Popieram, zdecydowanie!
noto niech bd GP Europy na Paul Ricard :D
@marwoj666
i mateczki Rasijjjjji
znając pana B. można wysunąć wniosek, że gp Europy da się zrobić poza Europą.
Zamiast drugiej Hiszpanii będzie być może Francja .
Wątpię, że wyrzucą Walencję, należy pamiętać o kwestiach finansowych (czytaj. zysk FOM)
SkC, 28.06.2011 23:02 | | |
Może dzięki Vettelowi będziemy mieli znowu dwa GP w Niemczech.

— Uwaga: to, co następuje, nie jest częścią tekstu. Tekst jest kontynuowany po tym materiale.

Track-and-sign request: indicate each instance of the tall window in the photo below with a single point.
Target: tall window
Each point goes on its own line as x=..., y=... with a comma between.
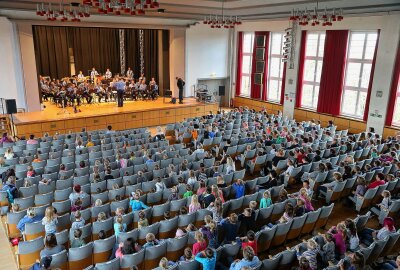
x=275, y=70
x=312, y=69
x=360, y=55
x=248, y=39
x=396, y=112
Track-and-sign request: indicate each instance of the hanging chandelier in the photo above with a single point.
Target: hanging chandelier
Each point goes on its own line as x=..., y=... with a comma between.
x=316, y=17
x=117, y=7
x=222, y=21
x=76, y=11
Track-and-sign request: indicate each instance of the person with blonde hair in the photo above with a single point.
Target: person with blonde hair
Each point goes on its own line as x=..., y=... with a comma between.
x=50, y=220
x=310, y=254
x=250, y=260
x=201, y=243
x=195, y=204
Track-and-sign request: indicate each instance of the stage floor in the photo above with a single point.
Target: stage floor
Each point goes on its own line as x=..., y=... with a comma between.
x=134, y=114
x=54, y=113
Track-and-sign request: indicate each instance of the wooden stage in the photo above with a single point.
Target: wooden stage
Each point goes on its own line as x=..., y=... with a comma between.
x=133, y=114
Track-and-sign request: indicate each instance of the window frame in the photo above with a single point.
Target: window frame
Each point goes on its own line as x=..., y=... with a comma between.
x=396, y=108
x=279, y=56
x=316, y=59
x=359, y=89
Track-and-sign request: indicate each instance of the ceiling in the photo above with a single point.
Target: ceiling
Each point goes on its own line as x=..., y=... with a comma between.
x=180, y=12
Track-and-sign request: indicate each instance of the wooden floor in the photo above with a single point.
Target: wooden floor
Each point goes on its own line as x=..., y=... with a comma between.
x=54, y=113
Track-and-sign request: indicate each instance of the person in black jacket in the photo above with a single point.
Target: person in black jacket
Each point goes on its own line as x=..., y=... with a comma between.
x=180, y=83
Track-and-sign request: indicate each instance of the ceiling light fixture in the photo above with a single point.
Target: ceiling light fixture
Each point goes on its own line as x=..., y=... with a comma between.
x=222, y=21
x=316, y=17
x=76, y=11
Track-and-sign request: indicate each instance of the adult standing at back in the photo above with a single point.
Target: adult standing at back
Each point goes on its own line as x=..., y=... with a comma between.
x=180, y=83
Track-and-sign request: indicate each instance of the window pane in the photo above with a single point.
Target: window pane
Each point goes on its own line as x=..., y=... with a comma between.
x=246, y=67
x=245, y=88
x=276, y=43
x=309, y=70
x=353, y=74
x=312, y=43
x=273, y=90
x=349, y=102
x=274, y=67
x=356, y=45
x=321, y=45
x=307, y=96
x=361, y=104
x=315, y=97
x=365, y=76
x=319, y=71
x=371, y=43
x=248, y=43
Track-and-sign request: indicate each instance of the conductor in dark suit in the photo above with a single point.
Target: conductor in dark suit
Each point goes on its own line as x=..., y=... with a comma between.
x=180, y=83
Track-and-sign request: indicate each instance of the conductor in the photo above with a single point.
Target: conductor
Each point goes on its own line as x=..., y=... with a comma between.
x=120, y=85
x=180, y=83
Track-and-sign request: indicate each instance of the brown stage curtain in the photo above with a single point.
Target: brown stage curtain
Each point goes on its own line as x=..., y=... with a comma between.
x=150, y=52
x=51, y=51
x=132, y=51
x=95, y=47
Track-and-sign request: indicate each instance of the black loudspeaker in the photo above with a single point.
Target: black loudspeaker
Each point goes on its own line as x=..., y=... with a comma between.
x=221, y=91
x=11, y=106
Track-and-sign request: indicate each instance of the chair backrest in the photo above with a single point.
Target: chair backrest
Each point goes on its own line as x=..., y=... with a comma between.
x=29, y=251
x=175, y=247
x=273, y=263
x=80, y=257
x=154, y=254
x=59, y=260
x=110, y=265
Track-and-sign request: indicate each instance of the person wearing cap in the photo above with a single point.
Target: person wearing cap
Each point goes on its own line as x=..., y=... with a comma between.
x=76, y=193
x=30, y=217
x=44, y=264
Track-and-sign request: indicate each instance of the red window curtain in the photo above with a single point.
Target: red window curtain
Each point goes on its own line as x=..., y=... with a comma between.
x=303, y=46
x=283, y=84
x=239, y=63
x=256, y=91
x=393, y=91
x=333, y=70
x=371, y=78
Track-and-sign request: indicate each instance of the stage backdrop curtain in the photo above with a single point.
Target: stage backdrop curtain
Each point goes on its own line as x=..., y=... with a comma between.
x=165, y=63
x=283, y=84
x=333, y=70
x=51, y=51
x=95, y=47
x=150, y=52
x=256, y=91
x=371, y=79
x=303, y=45
x=239, y=63
x=393, y=91
x=132, y=51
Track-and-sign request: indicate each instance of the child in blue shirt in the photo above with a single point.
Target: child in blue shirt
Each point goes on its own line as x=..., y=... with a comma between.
x=207, y=258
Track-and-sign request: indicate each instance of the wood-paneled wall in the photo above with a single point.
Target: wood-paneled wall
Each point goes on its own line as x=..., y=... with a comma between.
x=257, y=104
x=117, y=121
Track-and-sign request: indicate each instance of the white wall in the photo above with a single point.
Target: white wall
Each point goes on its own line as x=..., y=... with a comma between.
x=176, y=57
x=207, y=55
x=10, y=66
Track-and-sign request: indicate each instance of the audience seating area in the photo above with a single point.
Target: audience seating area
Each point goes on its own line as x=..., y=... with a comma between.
x=234, y=132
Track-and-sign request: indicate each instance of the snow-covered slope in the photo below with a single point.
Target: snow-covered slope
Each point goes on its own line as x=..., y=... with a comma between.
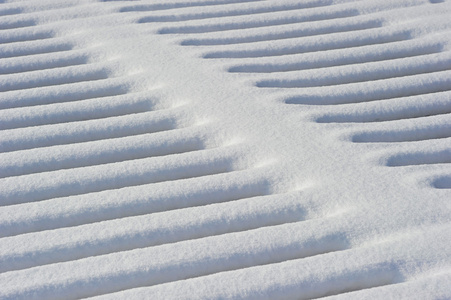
x=245, y=149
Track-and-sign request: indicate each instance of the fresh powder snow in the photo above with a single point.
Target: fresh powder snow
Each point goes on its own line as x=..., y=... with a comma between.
x=225, y=149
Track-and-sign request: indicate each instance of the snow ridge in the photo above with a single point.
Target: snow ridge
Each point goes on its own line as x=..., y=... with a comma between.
x=116, y=181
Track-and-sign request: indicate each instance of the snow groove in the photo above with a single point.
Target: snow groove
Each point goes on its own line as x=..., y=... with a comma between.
x=230, y=254
x=165, y=6
x=149, y=230
x=131, y=201
x=113, y=182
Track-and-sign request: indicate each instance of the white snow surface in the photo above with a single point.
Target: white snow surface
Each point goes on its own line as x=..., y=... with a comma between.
x=225, y=149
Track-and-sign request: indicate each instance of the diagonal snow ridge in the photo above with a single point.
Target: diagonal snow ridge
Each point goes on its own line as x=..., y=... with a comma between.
x=348, y=53
x=239, y=149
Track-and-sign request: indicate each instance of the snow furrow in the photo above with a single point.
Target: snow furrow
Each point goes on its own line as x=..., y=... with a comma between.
x=53, y=77
x=165, y=6
x=84, y=180
x=246, y=11
x=339, y=57
x=265, y=22
x=42, y=62
x=385, y=69
x=131, y=201
x=25, y=251
x=335, y=273
x=343, y=40
x=148, y=149
x=90, y=109
x=376, y=90
x=100, y=152
x=29, y=34
x=25, y=48
x=428, y=128
x=90, y=130
x=440, y=153
x=66, y=93
x=304, y=30
x=152, y=266
x=391, y=109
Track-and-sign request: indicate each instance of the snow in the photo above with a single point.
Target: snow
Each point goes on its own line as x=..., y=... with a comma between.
x=240, y=149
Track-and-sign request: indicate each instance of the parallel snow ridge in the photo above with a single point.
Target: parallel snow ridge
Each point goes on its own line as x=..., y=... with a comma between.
x=100, y=170
x=110, y=190
x=346, y=57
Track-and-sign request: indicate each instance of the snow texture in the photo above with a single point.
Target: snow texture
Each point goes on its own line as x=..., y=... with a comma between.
x=225, y=149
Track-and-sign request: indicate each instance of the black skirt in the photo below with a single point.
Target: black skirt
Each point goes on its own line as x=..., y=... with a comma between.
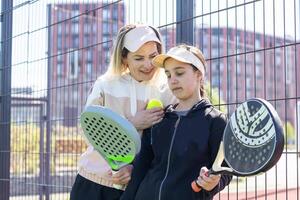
x=86, y=189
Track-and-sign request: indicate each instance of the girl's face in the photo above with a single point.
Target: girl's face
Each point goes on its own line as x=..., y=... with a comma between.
x=139, y=62
x=183, y=80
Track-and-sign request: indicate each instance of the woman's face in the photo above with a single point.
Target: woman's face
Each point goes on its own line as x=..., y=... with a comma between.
x=139, y=62
x=183, y=80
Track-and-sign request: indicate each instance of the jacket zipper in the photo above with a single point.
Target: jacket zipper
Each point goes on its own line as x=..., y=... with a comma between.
x=169, y=157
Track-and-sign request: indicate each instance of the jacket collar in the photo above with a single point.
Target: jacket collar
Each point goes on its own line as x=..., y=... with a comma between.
x=203, y=103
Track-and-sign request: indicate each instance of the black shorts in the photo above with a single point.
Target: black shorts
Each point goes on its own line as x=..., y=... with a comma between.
x=86, y=189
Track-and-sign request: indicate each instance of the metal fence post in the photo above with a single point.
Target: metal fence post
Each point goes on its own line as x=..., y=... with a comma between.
x=5, y=96
x=48, y=109
x=185, y=22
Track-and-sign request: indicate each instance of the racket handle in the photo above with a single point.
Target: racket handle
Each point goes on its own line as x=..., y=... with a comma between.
x=195, y=186
x=117, y=186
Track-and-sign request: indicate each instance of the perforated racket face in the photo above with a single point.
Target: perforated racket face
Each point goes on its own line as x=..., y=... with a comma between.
x=111, y=135
x=250, y=138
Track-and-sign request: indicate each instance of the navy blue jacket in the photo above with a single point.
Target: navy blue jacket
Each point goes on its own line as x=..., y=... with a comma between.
x=173, y=152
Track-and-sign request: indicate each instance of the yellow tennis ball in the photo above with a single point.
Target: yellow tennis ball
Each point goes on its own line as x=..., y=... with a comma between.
x=154, y=103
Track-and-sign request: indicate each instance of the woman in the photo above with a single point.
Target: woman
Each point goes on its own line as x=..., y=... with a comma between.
x=131, y=80
x=184, y=144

Widocznie Walencja ma kasy niczym szejkowie (wg europejskiego cennika, gdzie oplata jest mniejsza niz dla torow z Bliskiego i Dalekiego Wschodu) i w miare wychodza przy tej organizacji na 0 lub na plus (nie chodzi tylko o sama sprzedaz biletow, ale cala otoczke, zarobek hotelarzy etc.), w przeciwienstwie do Melbourne.
dobre wiadomosci.... A na GP USA juz sie szykuje - wiec reszta mnei nie interesuje :)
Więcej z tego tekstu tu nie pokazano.